私は机に置かれた箱の魔道具を手で指し示しながら、前置きの説明をし始めた。
「こちらの箱の魔道具なんですけど、ある操作をすると裏蓋が外れるんです」
「裏蓋、ですか?ここに来る前にわたくしも手に取って見たのですが、どこにも継ぎ目など見当たらないから不思議だったのです。どうやって組み立てたのか見当もつかなかったのですが、裏側から開くのですか?」
「はい。何度か外したことがある私も、どこが継ぎ目なのかわからないんですよね、これ。別に壊れたりはしないんで、今お見せしましょうか?」
私の提案に、ラティさんは少しだけ逡巡して頷く。
「お願いするわ。エルナさん」
「それじゃ魔石を・・・」
この仕事場にマレットは備えられていない。となれば、初心に帰って魔力素材の手置きだ。

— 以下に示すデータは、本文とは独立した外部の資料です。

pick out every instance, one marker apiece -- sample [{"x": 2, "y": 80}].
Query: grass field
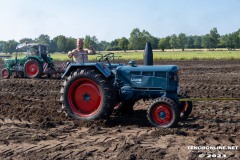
[
  {"x": 159, "y": 55},
  {"x": 187, "y": 55}
]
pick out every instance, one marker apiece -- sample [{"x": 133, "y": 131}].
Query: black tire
[
  {"x": 5, "y": 73},
  {"x": 166, "y": 108},
  {"x": 185, "y": 106},
  {"x": 33, "y": 68},
  {"x": 86, "y": 84},
  {"x": 124, "y": 107}
]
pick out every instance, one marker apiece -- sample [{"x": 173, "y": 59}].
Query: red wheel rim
[
  {"x": 84, "y": 97},
  {"x": 162, "y": 114},
  {"x": 32, "y": 69},
  {"x": 5, "y": 73}
]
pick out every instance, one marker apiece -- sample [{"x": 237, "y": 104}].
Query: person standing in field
[{"x": 79, "y": 54}]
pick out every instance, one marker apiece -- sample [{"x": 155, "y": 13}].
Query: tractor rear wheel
[
  {"x": 87, "y": 95},
  {"x": 185, "y": 106},
  {"x": 33, "y": 68},
  {"x": 124, "y": 107},
  {"x": 5, "y": 73},
  {"x": 19, "y": 74},
  {"x": 163, "y": 113}
]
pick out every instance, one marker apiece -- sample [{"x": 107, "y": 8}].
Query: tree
[
  {"x": 103, "y": 45},
  {"x": 214, "y": 38},
  {"x": 113, "y": 46},
  {"x": 139, "y": 39},
  {"x": 1, "y": 45},
  {"x": 43, "y": 39},
  {"x": 70, "y": 44},
  {"x": 206, "y": 41},
  {"x": 135, "y": 40},
  {"x": 93, "y": 41},
  {"x": 10, "y": 46},
  {"x": 123, "y": 43},
  {"x": 61, "y": 43},
  {"x": 197, "y": 42},
  {"x": 53, "y": 46},
  {"x": 190, "y": 42},
  {"x": 182, "y": 41},
  {"x": 162, "y": 44},
  {"x": 24, "y": 40},
  {"x": 173, "y": 41}
]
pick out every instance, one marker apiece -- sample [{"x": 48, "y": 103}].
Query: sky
[{"x": 111, "y": 19}]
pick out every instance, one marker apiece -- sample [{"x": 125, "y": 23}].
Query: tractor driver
[{"x": 80, "y": 54}]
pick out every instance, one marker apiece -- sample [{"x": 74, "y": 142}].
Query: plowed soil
[{"x": 32, "y": 125}]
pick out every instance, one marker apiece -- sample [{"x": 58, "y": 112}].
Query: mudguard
[{"x": 99, "y": 66}]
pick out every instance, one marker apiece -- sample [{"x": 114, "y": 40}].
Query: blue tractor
[{"x": 92, "y": 91}]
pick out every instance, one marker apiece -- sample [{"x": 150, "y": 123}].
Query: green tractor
[{"x": 35, "y": 64}]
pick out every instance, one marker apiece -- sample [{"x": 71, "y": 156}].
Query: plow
[{"x": 36, "y": 64}]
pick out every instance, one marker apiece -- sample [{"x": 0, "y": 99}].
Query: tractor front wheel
[
  {"x": 87, "y": 95},
  {"x": 5, "y": 73},
  {"x": 33, "y": 68},
  {"x": 163, "y": 113}
]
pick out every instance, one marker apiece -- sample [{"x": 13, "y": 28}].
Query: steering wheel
[{"x": 106, "y": 57}]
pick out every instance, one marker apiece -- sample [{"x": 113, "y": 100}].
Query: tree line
[{"x": 136, "y": 41}]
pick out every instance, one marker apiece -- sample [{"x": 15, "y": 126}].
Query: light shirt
[{"x": 80, "y": 57}]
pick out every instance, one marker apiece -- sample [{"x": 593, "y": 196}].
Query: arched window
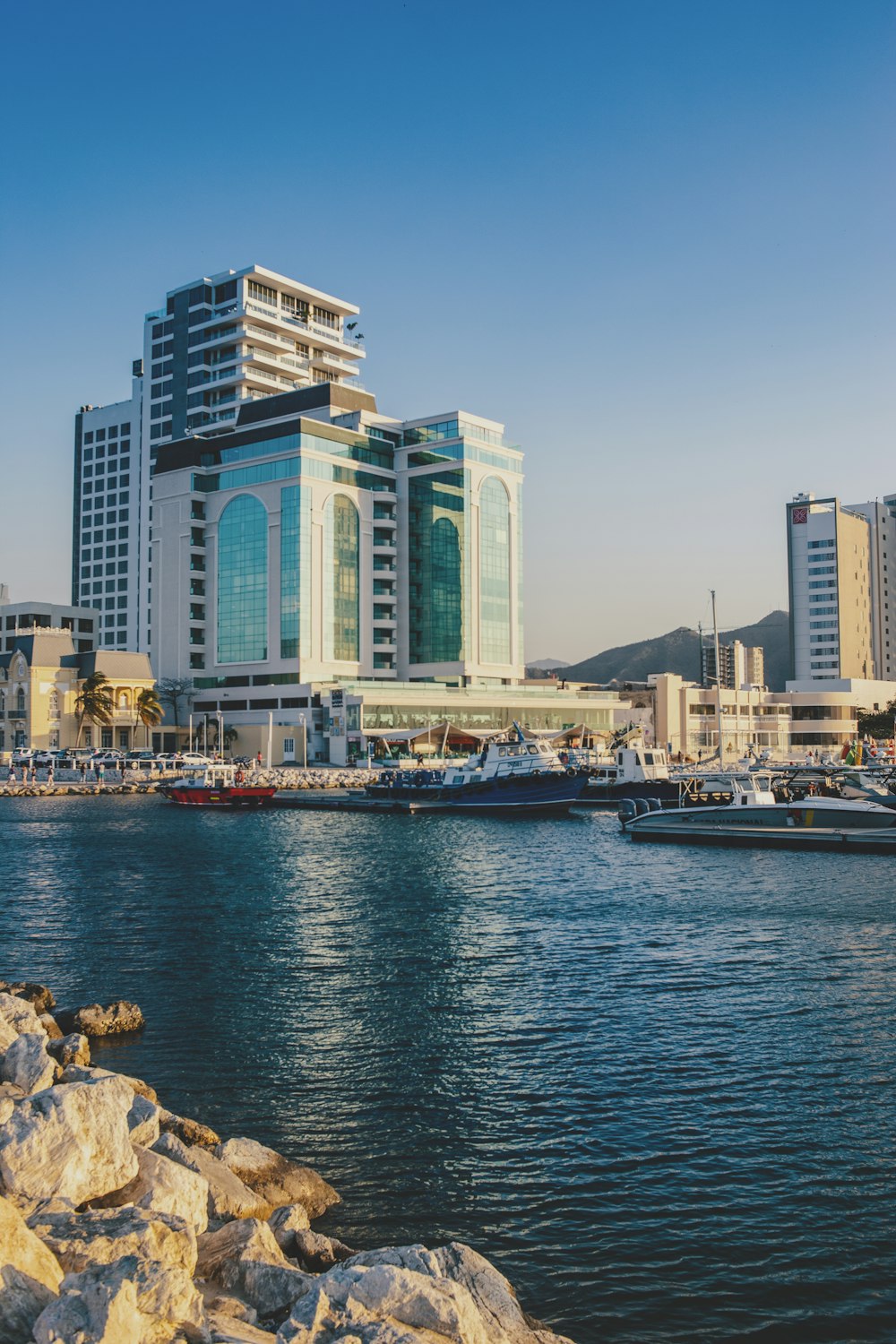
[
  {"x": 341, "y": 531},
  {"x": 495, "y": 573},
  {"x": 242, "y": 581}
]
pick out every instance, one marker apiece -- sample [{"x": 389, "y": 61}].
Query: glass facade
[
  {"x": 242, "y": 581},
  {"x": 495, "y": 573},
  {"x": 295, "y": 566},
  {"x": 438, "y": 556},
  {"x": 341, "y": 580}
]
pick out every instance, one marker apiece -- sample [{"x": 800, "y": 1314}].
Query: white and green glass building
[{"x": 320, "y": 540}]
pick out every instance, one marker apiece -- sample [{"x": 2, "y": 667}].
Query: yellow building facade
[{"x": 40, "y": 679}]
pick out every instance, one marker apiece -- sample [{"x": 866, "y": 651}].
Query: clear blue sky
[{"x": 654, "y": 238}]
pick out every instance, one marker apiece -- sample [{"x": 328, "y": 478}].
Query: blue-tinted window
[
  {"x": 242, "y": 581},
  {"x": 341, "y": 580},
  {"x": 495, "y": 573}
]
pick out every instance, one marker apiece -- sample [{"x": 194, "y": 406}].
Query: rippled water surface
[{"x": 656, "y": 1086}]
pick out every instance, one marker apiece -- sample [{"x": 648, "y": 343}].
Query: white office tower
[
  {"x": 317, "y": 539},
  {"x": 829, "y": 561},
  {"x": 107, "y": 519}
]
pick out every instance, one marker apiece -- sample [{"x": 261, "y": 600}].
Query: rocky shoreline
[{"x": 123, "y": 1222}]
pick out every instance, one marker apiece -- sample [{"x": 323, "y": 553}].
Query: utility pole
[{"x": 715, "y": 636}]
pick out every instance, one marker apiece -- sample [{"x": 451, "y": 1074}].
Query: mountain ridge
[{"x": 678, "y": 650}]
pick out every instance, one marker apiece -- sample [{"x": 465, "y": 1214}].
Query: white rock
[
  {"x": 70, "y": 1142},
  {"x": 30, "y": 1276},
  {"x": 82, "y": 1074},
  {"x": 408, "y": 1295},
  {"x": 274, "y": 1177},
  {"x": 142, "y": 1121},
  {"x": 102, "y": 1236},
  {"x": 228, "y": 1195},
  {"x": 164, "y": 1187},
  {"x": 244, "y": 1258},
  {"x": 27, "y": 1064},
  {"x": 21, "y": 1015},
  {"x": 132, "y": 1301}
]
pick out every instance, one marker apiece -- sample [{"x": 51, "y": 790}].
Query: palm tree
[
  {"x": 147, "y": 711},
  {"x": 94, "y": 702}
]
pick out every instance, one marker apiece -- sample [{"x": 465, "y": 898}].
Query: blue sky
[{"x": 654, "y": 238}]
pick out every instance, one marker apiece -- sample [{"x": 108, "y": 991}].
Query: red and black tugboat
[{"x": 220, "y": 787}]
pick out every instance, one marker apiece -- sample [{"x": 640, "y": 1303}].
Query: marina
[{"x": 535, "y": 1039}]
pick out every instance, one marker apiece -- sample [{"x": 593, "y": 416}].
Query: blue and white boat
[{"x": 519, "y": 776}]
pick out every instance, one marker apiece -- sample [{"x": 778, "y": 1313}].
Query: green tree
[
  {"x": 879, "y": 723},
  {"x": 94, "y": 702},
  {"x": 147, "y": 711},
  {"x": 174, "y": 690}
]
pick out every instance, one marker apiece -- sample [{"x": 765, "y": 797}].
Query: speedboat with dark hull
[
  {"x": 522, "y": 777},
  {"x": 218, "y": 787},
  {"x": 755, "y": 816}
]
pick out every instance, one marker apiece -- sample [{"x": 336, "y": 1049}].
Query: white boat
[{"x": 754, "y": 814}]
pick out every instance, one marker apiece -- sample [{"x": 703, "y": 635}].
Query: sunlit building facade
[{"x": 323, "y": 540}]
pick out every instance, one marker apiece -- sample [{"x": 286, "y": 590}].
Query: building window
[
  {"x": 242, "y": 581},
  {"x": 495, "y": 570},
  {"x": 438, "y": 585},
  {"x": 341, "y": 580}
]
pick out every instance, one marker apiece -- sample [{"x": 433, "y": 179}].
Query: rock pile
[{"x": 121, "y": 1222}]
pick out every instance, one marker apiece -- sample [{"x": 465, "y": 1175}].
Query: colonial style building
[{"x": 39, "y": 683}]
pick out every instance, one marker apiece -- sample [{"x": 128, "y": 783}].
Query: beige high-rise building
[{"x": 831, "y": 591}]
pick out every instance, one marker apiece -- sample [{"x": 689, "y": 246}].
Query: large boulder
[
  {"x": 276, "y": 1179},
  {"x": 104, "y": 1236},
  {"x": 228, "y": 1195},
  {"x": 403, "y": 1295},
  {"x": 164, "y": 1187},
  {"x": 99, "y": 1021},
  {"x": 285, "y": 1222},
  {"x": 27, "y": 1064},
  {"x": 70, "y": 1050},
  {"x": 19, "y": 1013},
  {"x": 39, "y": 997},
  {"x": 70, "y": 1142},
  {"x": 132, "y": 1301},
  {"x": 228, "y": 1330},
  {"x": 30, "y": 1276},
  {"x": 82, "y": 1074},
  {"x": 142, "y": 1121},
  {"x": 244, "y": 1258},
  {"x": 190, "y": 1132}
]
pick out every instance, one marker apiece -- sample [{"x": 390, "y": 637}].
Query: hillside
[{"x": 678, "y": 652}]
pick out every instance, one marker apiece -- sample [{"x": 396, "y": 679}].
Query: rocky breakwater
[{"x": 121, "y": 1222}]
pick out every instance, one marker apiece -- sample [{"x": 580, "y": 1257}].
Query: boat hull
[
  {"x": 861, "y": 840},
  {"x": 234, "y": 800},
  {"x": 524, "y": 795}
]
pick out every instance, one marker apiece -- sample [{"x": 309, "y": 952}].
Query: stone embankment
[
  {"x": 121, "y": 1222},
  {"x": 282, "y": 776}
]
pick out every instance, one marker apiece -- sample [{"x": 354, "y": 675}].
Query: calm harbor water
[{"x": 656, "y": 1086}]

そう思って私が椅子から腰を上げようとしたら、ラミアノさんが私に先んじて立ち上がる。
「座ってな、エルナ。魔石六種だろ?持ってくるよ」
「ありがとうございます、ラミアノさん」
目の前の監査官相手に集中しろ、ということだろう。
ラミアノさんは備品棚の鍵を開け、無属性含む六種類の属性の魔石がセットで入っている箱を取り出して持ってきてくれた。
箱の魔道具を検証していた頃によく使っていたティッシュ箱サイズのそれは、私とラミアノさんの間で通称『魔石六種』と呼んでいた。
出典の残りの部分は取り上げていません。